如果有一天,你桌上的电脑主机里泡着的是一团活生生的脑细胞,你敢用吗?
早在2022年,澳大利亚一家叫 Cortical Labs 的公司就干了件很赛博朋克的事。他们把大约八十万个活神经元——有些来自老鼠胚胎,有些干脆就是人类干细胞诱导出来的——像撒芝麻一样铺在一块高密度的电极芯片上,然后连进了一款非常古老的打砖块乒乓球游戏。
结果这团细胞真把球给接住了。后来这家公司更进一步,把整套装置塞进了一个叫 CL1 的黑盒子里,变成了一个活体机箱,他们甚至通过云端出租算力,让脑细胞给他们打工。
我一开始是完全无法想象这件事情,过去几十年,人类总是用芯片去模拟人脑;到了现在,剧本突然反过来了,大家嫌做芯片太费劲,干脆把现成的生命组织拽过来当牛马使。
很多人第一次听说这事,脑子里冒出的画面可能是一团有思想的“缸中之脑”在电脑前聚精会神地打排位。但事情根本没那么玄乎。这团细胞既没有长眼睛,也不知道什么是屏幕,更不会因为游戏赢了开心、输了难过。
这个实验它的原理其实特像训狗,只是手段更极端。研究人员把球的位置变成电流脉冲去戳神经元,神经元被扎了就会放电反抗;系统一读它的放电,就指挥球拍往左或往右挪。要是球接住了,系统就给它放一段很有规律、平平稳稳的电脉冲,好比给狗狗递了块肉干;要是漏了球,系统立马换上一通毫无规律、狂轰滥炸的随机杂音。而在一次次试错中,神经元被迫自己摸索出了不挨打的规律。

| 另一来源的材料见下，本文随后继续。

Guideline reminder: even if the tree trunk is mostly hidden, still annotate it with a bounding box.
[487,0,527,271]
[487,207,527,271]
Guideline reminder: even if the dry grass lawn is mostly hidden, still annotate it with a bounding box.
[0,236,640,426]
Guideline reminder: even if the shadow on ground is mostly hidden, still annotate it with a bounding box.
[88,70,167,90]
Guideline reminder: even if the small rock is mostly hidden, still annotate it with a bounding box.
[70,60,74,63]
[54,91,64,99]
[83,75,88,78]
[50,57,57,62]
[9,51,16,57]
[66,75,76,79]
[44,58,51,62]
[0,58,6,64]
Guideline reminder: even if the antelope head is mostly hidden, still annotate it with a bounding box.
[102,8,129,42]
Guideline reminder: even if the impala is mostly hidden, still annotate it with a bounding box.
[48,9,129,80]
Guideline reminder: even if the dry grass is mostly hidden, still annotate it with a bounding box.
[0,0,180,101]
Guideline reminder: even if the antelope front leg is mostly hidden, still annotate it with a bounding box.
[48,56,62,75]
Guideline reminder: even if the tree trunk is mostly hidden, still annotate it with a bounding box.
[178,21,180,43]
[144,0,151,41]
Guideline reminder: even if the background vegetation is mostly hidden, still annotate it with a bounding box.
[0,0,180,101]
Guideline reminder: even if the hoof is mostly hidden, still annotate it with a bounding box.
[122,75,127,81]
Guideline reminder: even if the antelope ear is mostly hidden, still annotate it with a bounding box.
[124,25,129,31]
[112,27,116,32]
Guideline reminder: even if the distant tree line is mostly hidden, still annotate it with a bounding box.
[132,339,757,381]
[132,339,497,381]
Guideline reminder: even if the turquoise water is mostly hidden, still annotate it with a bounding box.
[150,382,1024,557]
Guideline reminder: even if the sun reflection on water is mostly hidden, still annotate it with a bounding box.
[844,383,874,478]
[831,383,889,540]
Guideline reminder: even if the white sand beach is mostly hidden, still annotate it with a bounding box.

研究人员看中的,正是它在刺激中改变自己的能力。传统计算机要靠软件规定处理流程,这团细胞却会随着反馈调整自己的放电活动。只要能把这种适应能力稳定下来,他就能够走出实验室,变成一台真正有用的生物计算机。
但是把脑细胞当芯片用,真有这么简单吗?
芯片是车间里标准模具压出来的,每块都没什么区别,我要是坏了,大不了就拔下来换一块呗。但活细胞麻烦多了,今天培养出来生龙活虎,明天同样条件训出来的可能就懒洋洋。而且这玩意他要求还多,水温稍微低了半度它就要死要活,营养液酸碱度稍有偏差它就集体绝食,它还会衰老、会代谢、会感染,太矫情。
还有一点麻烦的是,你根本没办法给它备份。普通硬盘里的数据能随便复制,但神经元在学习过程中长出来的知识,是焊死在物理肉身里的。等哪天维生系统故障,或者这团细胞死了,那些在电击中千锤百炼出来的“经验”,也就跟着彻底灰飞烟灭了。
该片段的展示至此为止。